The Globe and Mail has a short item on the new logo for certified organic foods in Canada.
Here is part of the official statement from the Canadian Food Inspection Agency, with emphasis added:
The Canada organic logo will be permitted for use only on those food products certified as meeting Canadian standards for organic production such as using natural fertilizers and raising animals in conditions that mimic nature as much as possible. Certified products must also contain at least 95 per cent organic ingredients. Following the phase-in period ending in December 2008, it will be mandatory that all organic products be certified for interprovincial and international trade.
Raising animals in conditions that mimic nature as much as possible? That caught my eye, so I looked up the the Organic Products Regulations (which are enabled by the Canada Agricultural Products Act) and found it requires compliance with a set of policies that includes this: Organic Production Systems — General Principles and Management Standards. In that document, not only do we find this regulation is part of a (long overdue) legal effort to stem the use of agricultural antibiotics, but we see this enjoinder
Livestock shall be managed responsibly with care and respect.
That’s encouraging, but it would be more convincing if statements like the following were not included:
Tail docking of pigs is prohibited except to control tail biting and shall be permitted only when all other efforts to eliminate this behaviour have proven unsuccessful.
Beak trimming and de-toeing of birds is prohibited unless all other efforts to control problem behaviour have proven unsuccessful.
The sort of people who buy organic food might just think cutting off bits of animals should be prohibited entirely, especially when its purpose is to prevent behaviours caused by poor living conditions.
Regarding those messy details, I’ll point you in the direction of a book by Peter Singer & Jim Mason: The way we eat: Why our food choices matter (2006).
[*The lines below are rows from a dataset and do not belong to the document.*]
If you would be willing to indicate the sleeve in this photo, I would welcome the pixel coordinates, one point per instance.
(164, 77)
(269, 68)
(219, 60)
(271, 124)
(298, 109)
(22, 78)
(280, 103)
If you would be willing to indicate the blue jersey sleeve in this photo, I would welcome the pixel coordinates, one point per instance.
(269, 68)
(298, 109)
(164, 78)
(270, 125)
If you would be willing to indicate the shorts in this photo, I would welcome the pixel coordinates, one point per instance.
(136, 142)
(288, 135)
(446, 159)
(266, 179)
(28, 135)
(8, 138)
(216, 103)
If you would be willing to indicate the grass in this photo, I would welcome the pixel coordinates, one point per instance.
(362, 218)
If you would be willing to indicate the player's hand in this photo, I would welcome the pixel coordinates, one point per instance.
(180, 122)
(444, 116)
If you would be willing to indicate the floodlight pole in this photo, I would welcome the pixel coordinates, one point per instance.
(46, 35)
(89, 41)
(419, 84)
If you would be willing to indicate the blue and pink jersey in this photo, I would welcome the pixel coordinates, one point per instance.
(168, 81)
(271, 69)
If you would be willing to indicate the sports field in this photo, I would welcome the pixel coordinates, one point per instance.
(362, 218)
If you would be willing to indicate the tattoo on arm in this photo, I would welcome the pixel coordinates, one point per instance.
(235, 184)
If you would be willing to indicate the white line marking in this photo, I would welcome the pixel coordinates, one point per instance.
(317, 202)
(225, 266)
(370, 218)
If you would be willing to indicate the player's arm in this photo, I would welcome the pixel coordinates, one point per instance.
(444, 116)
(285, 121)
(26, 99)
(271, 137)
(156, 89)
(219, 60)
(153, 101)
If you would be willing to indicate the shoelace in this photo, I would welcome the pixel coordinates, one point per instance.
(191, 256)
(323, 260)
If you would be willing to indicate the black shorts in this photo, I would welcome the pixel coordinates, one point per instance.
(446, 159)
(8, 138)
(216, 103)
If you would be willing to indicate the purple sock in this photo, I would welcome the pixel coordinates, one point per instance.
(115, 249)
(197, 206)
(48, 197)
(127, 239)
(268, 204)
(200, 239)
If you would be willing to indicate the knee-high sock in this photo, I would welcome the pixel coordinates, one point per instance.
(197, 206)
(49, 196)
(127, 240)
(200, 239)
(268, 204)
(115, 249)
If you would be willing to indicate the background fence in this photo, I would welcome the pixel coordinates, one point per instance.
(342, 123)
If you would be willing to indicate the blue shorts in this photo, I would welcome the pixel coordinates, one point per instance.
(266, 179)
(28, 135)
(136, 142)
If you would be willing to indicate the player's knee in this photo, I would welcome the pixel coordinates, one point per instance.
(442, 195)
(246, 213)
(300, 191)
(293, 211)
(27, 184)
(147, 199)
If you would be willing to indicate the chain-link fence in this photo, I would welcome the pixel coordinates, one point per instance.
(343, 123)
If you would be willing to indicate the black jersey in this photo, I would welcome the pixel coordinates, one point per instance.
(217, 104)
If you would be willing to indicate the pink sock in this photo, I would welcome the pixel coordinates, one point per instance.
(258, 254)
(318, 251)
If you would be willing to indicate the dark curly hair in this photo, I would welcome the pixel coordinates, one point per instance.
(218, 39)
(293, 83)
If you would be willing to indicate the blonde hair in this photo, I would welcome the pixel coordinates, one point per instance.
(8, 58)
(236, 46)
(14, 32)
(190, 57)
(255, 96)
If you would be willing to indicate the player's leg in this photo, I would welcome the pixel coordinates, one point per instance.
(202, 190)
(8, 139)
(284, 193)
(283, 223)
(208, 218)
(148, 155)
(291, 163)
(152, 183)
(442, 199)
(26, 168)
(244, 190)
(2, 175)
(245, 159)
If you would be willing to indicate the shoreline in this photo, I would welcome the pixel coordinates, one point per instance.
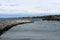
(5, 28)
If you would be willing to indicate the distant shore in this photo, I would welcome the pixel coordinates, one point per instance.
(8, 24)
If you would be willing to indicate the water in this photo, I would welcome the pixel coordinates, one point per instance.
(39, 30)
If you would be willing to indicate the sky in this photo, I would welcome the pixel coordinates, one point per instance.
(30, 6)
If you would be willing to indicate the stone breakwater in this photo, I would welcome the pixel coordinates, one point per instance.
(7, 24)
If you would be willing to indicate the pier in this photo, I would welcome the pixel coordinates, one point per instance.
(8, 24)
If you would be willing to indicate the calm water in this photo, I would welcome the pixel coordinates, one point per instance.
(39, 30)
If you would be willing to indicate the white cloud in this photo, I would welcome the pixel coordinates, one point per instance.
(30, 6)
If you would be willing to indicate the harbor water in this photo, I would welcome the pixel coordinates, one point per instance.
(39, 30)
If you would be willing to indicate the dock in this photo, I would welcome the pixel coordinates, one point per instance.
(8, 24)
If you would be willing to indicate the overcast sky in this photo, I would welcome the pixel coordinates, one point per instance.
(30, 6)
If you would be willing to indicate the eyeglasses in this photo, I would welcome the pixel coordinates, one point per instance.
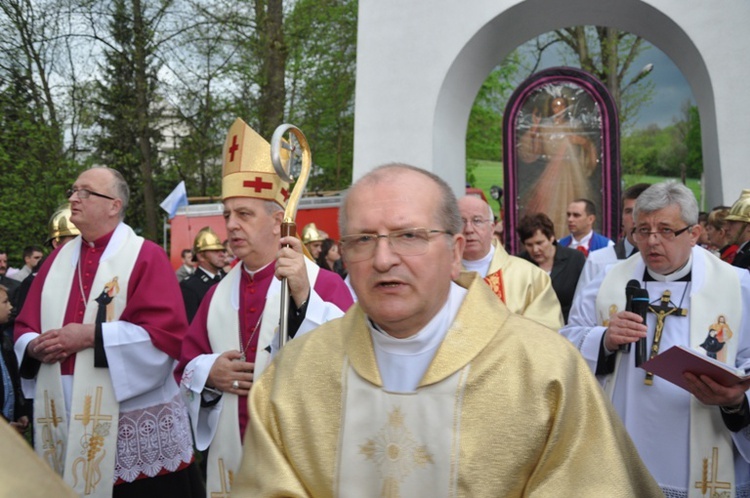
(476, 221)
(643, 234)
(408, 242)
(85, 193)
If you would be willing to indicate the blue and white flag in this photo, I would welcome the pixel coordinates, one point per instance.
(177, 198)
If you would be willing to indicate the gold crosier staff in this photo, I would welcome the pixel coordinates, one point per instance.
(288, 226)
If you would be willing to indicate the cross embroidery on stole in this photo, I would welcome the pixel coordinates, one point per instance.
(662, 311)
(224, 493)
(93, 442)
(712, 484)
(396, 453)
(52, 449)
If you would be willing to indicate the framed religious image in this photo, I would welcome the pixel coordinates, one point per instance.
(560, 144)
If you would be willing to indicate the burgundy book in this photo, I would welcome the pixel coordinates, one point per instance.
(673, 362)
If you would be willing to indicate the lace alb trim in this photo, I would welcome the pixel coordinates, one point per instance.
(742, 491)
(152, 439)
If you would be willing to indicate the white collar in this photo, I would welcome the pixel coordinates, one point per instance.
(430, 336)
(583, 242)
(481, 265)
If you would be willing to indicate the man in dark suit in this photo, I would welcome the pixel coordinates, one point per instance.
(5, 281)
(209, 252)
(738, 228)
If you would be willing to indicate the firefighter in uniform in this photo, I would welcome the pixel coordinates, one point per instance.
(313, 239)
(209, 252)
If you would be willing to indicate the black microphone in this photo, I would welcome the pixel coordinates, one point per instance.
(639, 305)
(631, 288)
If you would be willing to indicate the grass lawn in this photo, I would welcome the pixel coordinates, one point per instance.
(489, 173)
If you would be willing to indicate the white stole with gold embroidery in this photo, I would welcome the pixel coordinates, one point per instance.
(711, 454)
(83, 449)
(223, 327)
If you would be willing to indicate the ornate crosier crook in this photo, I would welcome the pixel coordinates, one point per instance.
(282, 154)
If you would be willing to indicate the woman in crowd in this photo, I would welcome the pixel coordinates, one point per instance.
(716, 228)
(330, 258)
(564, 265)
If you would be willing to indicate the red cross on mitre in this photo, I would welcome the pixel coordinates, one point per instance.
(233, 148)
(258, 184)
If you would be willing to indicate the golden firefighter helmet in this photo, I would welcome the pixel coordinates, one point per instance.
(740, 210)
(207, 240)
(310, 234)
(60, 224)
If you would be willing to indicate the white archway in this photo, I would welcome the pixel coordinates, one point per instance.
(419, 68)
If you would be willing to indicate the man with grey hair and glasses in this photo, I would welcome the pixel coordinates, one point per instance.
(692, 440)
(522, 286)
(97, 341)
(429, 386)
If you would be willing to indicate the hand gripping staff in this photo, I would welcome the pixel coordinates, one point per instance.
(282, 155)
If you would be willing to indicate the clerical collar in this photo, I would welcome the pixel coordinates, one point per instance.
(681, 275)
(252, 273)
(630, 249)
(100, 242)
(583, 242)
(481, 265)
(212, 275)
(430, 335)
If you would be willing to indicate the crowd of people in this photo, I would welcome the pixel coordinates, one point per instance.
(423, 359)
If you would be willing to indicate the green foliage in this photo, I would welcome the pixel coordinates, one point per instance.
(484, 137)
(117, 142)
(322, 38)
(665, 152)
(34, 174)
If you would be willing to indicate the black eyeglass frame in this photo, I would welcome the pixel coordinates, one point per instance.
(661, 233)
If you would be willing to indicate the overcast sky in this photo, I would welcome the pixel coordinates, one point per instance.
(670, 92)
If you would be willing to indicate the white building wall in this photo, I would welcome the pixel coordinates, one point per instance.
(420, 64)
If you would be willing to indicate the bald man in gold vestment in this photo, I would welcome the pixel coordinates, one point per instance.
(23, 473)
(521, 285)
(429, 385)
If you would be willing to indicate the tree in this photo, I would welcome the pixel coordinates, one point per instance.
(129, 110)
(608, 54)
(322, 63)
(33, 181)
(33, 162)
It reveals how the legal and moral issues about food certification are not as black and white as the logo pictured above.
I appreciate your point of view, dude, but honestly, I don’t understand why people who eat meat get so upset that the animals have their tails docked or beaks clipped or whatever while they’re alive. I mean, they are brought into the world for the sole purpose of being killed, so it just doesn’t seem like compassion or concern for the animals’ well being has a place in that kind of equation.
I guess that’s the thing – rather than looking at the ethics of food certification, why not take a look at the ethics of food, period? Why not satisfy your own self that your meal didn’t come from a source you find ethically unsound?
On that topic, check out some of Gary Francione’s writing sometime. He’s a professor at Rutger’s school of law.